I have yet, it seems, to drink the Kool-Aid when it comes to Pedro Almodovar. The guy is very well regarded, so much so that the marketing departments credit him on his film posters merely by his last name. I, however, don’t quite see him joining the echelon of the elite directors of all time; he’s very good, at least with his narrow focus, but he hasn’t touched true greatness yet. As such, I didn’t really expect a truly great film, above and beyond the ones to follow, with this, the film that first brought him international recognition. Women on the Verge of a Nervous Breakdown either establishes or continues the hallmarks of Almodovar’s career; strong women protagonists (with good actors), a good script and characterization, and an almost lackadaisical attitude to keeping the plot moving. As his breakthrough film, I didn’t expect any more than that, and I pretty much got exactly that.

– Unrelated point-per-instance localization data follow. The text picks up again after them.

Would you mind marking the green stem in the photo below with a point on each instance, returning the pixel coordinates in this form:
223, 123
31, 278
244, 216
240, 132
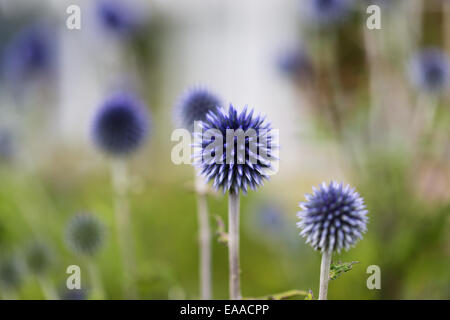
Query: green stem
233, 246
204, 240
48, 289
324, 274
123, 225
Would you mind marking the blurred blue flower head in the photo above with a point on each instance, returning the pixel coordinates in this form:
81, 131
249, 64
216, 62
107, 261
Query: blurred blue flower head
430, 70
85, 234
327, 12
194, 105
118, 16
30, 54
237, 166
296, 64
334, 217
121, 124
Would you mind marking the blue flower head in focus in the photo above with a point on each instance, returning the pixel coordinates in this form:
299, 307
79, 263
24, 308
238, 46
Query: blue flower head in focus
430, 70
334, 217
121, 124
230, 158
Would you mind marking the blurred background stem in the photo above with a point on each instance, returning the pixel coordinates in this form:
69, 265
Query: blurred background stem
123, 225
204, 239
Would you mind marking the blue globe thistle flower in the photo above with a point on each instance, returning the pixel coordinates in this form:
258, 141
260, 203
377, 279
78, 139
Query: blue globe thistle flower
327, 12
194, 105
120, 125
242, 164
38, 258
11, 273
30, 54
430, 70
296, 64
333, 217
85, 234
117, 16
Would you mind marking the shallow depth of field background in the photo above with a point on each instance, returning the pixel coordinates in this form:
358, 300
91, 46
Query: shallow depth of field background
358, 130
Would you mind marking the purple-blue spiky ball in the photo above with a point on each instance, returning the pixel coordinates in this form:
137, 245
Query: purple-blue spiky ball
430, 70
235, 167
334, 217
121, 124
194, 105
30, 53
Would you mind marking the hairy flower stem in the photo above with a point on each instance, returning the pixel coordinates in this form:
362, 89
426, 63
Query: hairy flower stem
233, 246
96, 282
123, 225
324, 274
204, 240
48, 289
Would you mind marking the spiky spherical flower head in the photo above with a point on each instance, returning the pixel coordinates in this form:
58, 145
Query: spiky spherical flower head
85, 234
334, 217
327, 12
11, 273
430, 70
194, 105
121, 124
235, 150
39, 258
31, 53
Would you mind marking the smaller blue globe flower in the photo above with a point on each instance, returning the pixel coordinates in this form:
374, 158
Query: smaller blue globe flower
327, 12
233, 160
117, 16
430, 70
85, 234
31, 53
194, 105
121, 124
334, 217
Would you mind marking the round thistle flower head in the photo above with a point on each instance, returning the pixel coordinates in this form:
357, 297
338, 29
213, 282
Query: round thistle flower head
234, 150
38, 258
120, 125
334, 217
30, 53
327, 12
194, 105
11, 273
85, 234
430, 70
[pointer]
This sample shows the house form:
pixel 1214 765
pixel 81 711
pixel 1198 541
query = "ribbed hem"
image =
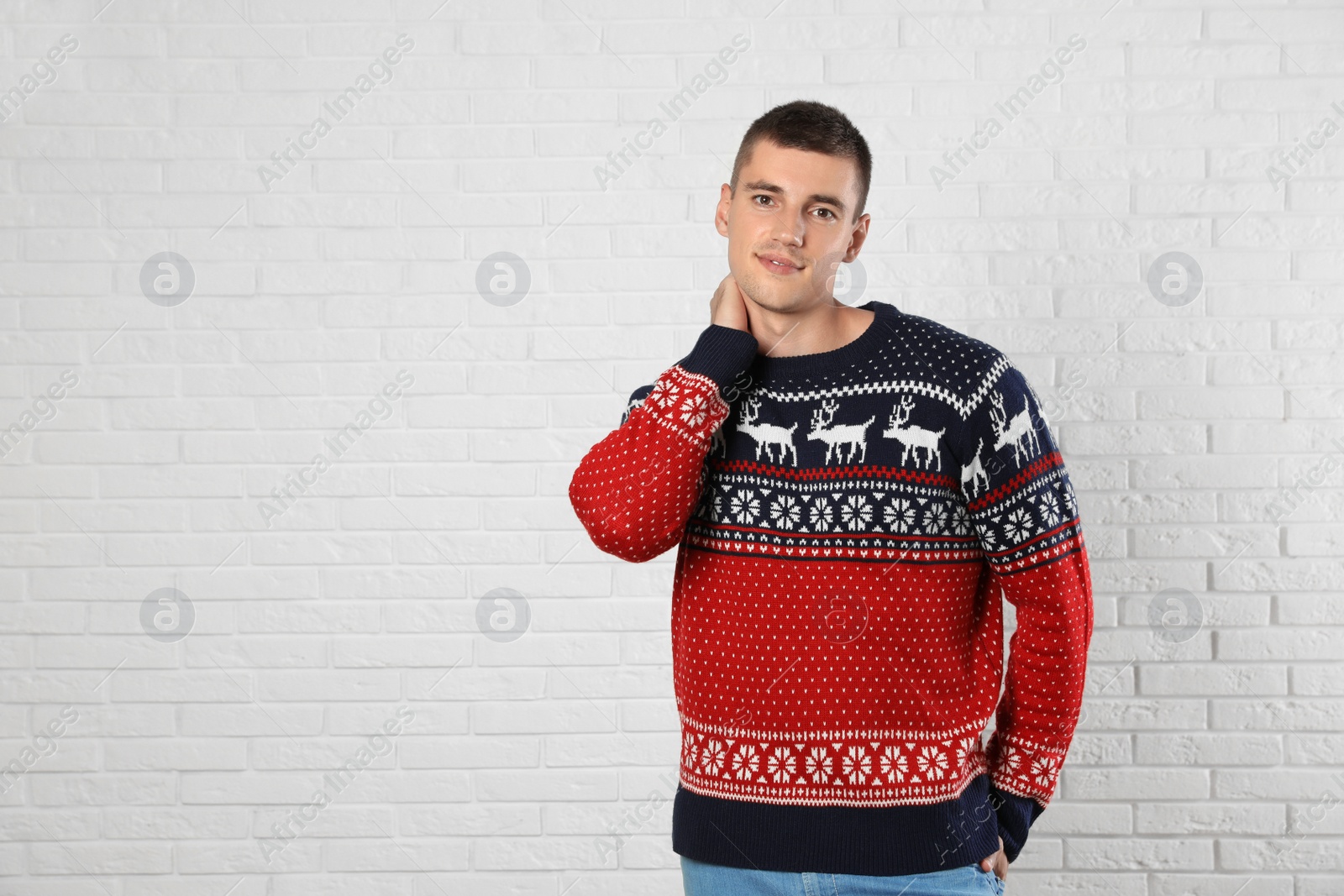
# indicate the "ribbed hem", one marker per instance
pixel 1016 815
pixel 837 840
pixel 721 354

This is normally where I’d get into the plot, but the plot of this one is so wildly all over the place that almost any attempt would just be confusing, and would probably do more to discourage you from attempting a film so crazy than get you to see the film (but then again, that may end up being a good thing). Much like All About My Mother, the story of this one wasn’t really sewn together all that well. In the (less than) hour and a half that the film takes up, it was a good half hour into the film that I finally glanced at the clock and found myself slightly befuddled that I still didn’t have a good grip as to what the film was really about. There were shreds of a plot involving a woman and her would-be ex-lover, who both act as voiceover dub artists for foreign markets, as well as a friend who has unknowingly harbored suspected terrorists in her home, and the ex-lover’s previous wife, who’s just been released from a mental hospital, and how they all crash and collide together, usually at the protagonist’s penthouse. That’s about as much of a plot summary as I think I can piece together. What I did like about the film was pretty much what I did end up liking about Almodovar’s other films; the good acting, the strong script, and the interesting characters. As for the technicals, the film was put together well enough, even if the “putting together” itself was rather overt. There’s some complicated shots, done with a good amount of technicality, which seems to be a symbol of the burgeoning filmmaker. Whether Almodovar was still a burgeoning filmmaker at this point in his career, I can’t say, but the film certainly looks it.
I read some other reviews on this one that labeled the film as a comedy, and in hindsight, I would have to agree, just for lack of any other genre to pin this one down in. It was the kind of comedy that derives its humor from how absurd the situations get, and not anything that is actually laughably funny. I will say this, though; the film is aptly titled. All the situations in the film just get more and more hectic and stressful and chaotic that it’s no wonder one of the characters tries to throw herself off a balcony near the beginning of the film. That said, I didn’t really enjoy this as much as I hoped I would. I wasn’t expecting this to fully convert me into an Almodovar fan, but I was at least expecting to become a supporter of his, and I don’t think I can honestly say that I am after seeing this. As backwards as it may seem considering how all over the place the film’s plot is, I just felt that this didn’t do enough to be successful to a film fan of my tastes. It might be a cultural divide, or it might be that I’ve just never cared for screwball comedies; I don’t know. You might fare better than I did, but I wouldn’t be surprised if you didn’t.